Spratt, Domenici: Strong chance Senate Dems, GOP will agree on debt plan
There is a strong chance the Senate this year will craft federal debt-reduction legislation that Democrats and Republicans will support, two former senior lawmakers said Friday.
John Spratt (D-S.C.), a former chairman of the House Budget Committee, told The Hill he thinks the odds for the Senate crafting “something of consequence this year” are around “50 or 60 percent.”
{mosads}The likelihood of the chamber cobbling together a bipartisan debt-reduction bill are “as good now as they have been for a long time,” Spratt said.
Pete Domenici (R-N.M.), a former Senate Budget Committee chairman, said earlier, during a forum on Capitol Hill, that he believes “the Senate will probably do something bipartisan” to get the debt-trimming ball rolling.
Asked after his remarks if he was referring to a plan being included in a 2011 continuing resolution to fund the federal government, Domenici said: “No, something broader. Much broader.”
Their comments came during a forum on defense budget cuts sponsored by the Bipartisan Policy Center and the Stimson Center.
Domenici painted a bleak picture of the nation’s finances, noting Washington’s debt-to-GDP ratio is dangerously high.
He called comparisons to the World War II years inaccurate, noting at that time the American public owned the vast amount of the nation’s debt. Most of Washington’s current debt is owned by other nations, especially China, Domenici said.
Congress must act soon, he said, “because I don’t think we’ll get a warning” should Chinese leaders “one day change their minds about the United States.”

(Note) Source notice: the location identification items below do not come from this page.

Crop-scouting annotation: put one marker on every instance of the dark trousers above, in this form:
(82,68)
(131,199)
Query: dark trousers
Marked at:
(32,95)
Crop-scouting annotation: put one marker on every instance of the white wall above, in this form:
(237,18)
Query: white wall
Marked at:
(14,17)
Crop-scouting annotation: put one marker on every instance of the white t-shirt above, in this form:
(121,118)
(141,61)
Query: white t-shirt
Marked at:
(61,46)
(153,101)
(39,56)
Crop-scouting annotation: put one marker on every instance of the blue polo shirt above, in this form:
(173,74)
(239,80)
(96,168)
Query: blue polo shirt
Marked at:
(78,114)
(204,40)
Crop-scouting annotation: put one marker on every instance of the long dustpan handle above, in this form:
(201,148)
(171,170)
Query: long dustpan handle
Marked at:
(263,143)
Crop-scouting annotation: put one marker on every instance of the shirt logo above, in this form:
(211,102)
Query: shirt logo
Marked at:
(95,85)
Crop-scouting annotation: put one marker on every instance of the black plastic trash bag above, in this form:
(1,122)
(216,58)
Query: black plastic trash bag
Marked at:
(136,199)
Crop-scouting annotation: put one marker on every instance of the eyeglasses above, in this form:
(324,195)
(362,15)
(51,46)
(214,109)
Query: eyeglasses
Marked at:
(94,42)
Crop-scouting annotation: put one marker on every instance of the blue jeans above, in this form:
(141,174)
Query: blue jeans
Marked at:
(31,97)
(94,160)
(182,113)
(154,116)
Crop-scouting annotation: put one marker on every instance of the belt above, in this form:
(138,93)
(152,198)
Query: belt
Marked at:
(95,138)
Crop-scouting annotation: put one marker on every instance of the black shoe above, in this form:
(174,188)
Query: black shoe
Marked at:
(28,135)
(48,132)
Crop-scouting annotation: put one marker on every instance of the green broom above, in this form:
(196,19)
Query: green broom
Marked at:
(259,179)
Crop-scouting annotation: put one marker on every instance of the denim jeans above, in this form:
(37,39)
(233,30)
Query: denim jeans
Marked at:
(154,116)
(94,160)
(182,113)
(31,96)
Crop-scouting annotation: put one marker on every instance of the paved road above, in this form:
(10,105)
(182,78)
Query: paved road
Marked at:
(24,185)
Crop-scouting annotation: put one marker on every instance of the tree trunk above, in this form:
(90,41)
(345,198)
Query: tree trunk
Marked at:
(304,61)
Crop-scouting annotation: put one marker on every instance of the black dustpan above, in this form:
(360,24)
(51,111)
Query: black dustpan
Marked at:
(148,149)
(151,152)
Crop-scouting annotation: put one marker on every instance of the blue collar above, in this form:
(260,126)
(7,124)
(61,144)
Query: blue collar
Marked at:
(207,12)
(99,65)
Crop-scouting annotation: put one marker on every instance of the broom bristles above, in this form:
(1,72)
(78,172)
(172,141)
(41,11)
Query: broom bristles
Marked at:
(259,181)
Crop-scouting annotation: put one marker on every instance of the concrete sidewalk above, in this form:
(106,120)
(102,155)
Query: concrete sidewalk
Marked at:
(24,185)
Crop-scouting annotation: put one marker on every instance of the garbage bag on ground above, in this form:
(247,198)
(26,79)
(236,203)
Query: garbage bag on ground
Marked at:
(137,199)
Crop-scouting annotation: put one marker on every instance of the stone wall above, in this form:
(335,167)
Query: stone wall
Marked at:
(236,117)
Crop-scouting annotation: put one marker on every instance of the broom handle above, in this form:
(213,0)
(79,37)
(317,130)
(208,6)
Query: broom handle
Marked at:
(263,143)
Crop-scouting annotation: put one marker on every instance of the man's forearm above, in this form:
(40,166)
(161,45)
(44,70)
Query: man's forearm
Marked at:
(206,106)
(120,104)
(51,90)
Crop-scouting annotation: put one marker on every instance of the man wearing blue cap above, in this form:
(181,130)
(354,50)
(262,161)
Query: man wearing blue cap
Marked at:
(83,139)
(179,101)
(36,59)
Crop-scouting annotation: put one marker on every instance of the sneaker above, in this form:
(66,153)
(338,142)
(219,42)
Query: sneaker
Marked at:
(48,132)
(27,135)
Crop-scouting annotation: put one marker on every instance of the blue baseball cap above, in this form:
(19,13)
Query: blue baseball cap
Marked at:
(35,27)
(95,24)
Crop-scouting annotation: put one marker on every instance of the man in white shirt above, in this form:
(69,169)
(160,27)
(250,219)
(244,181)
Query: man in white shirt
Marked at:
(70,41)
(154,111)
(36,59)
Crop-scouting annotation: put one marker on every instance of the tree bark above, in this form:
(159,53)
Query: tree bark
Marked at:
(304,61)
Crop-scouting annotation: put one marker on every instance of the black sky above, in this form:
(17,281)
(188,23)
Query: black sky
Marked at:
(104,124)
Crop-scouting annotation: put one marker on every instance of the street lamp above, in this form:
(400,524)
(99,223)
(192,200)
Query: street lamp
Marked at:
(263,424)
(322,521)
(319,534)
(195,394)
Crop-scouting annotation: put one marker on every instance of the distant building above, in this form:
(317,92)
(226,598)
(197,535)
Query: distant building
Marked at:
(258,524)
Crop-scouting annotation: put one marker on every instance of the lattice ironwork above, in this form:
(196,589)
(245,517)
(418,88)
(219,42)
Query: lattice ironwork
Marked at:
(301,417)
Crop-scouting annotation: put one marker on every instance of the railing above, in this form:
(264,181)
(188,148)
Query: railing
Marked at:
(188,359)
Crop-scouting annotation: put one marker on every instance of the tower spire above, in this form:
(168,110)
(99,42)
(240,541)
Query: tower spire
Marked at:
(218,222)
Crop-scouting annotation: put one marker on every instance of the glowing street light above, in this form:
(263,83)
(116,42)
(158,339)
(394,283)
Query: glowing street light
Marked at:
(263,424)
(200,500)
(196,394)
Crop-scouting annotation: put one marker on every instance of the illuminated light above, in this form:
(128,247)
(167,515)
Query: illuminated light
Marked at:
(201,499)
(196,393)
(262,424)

Spratt said factors are coalescing that should bring key senators to the table.
“There is gathering momentum,” Spratt said. “Now, you need vehicles for implementation. … The debt-ceiling vote is such an opportunity.”
While in Congress, both were considered allies of the military and defense sector. During Friday’s forum, both called for defense and domestic spending reductions to right the nation’s fiscal ship.
“The U.S. military is a positive force in the world,” Domenici said. “But if you’re going to do a real [debt-paring] package, defense has to be a part of it.”
Spratt said while he was on the House Budget Committee “we were always told that defense spending at 3 percent or 3.5 percent of GDP was adequate.” He then said the Congressional Budget Office (CBO) pegged the Pentagon’s fiscal 2011 request at “4.7 percent of GDP.”
A healthy economy “is the first instrument of defense,” Spratt said.
Gordon Adams, who oversaw defense budgeting at the Office of Management and Budget (OMB) during the Clinton administration, said that a defense “build-down” — which includes smaller annual budgets — is already under way.
Will this Congress look to the Pentagon budget as it tries to pay down some of the nation’s debt?
David Berteau, a former Pentagon official now with the Center for Strategic and International Studies (CSIS), said “it is not yet clear that the votes are there in Congress for a major [defense] build-down.”
But “we can see a point where that could happen,” he said. That moment should occur after the wars in Iraq and Afghanistan are essentially over and most U.S. troops are not engaged in combat, Berteau said.
Will the Pentagon play ball or fight back should the rest of Washington conclude the Pentagon budget should contribute to debt-reduction efforts?
During a meeting last year with defense analysts, Defense Secretary Robert Gates said he “was not ready to concede” that the defense budget should be trimmed to reduce debt, Berteau said.
The Defense Department likely will struggle with declining budgets, according to Adams and Michael Bayer, until recently the chairman of the influential Defense Business Board. There “might be two or three generals left in the Pentagon,” Bayer said, “who dealt with a down budget.”
The current crop of generals might not have experience guiding the DoD budget on a downward slope, those experts said, but they — and their civilian counterparts — know what’s likely ahead: fewer dollars.
“There is a changing nature of the debate within DoD,” Berteau said. “The senior leadership knows that trouble is coming.”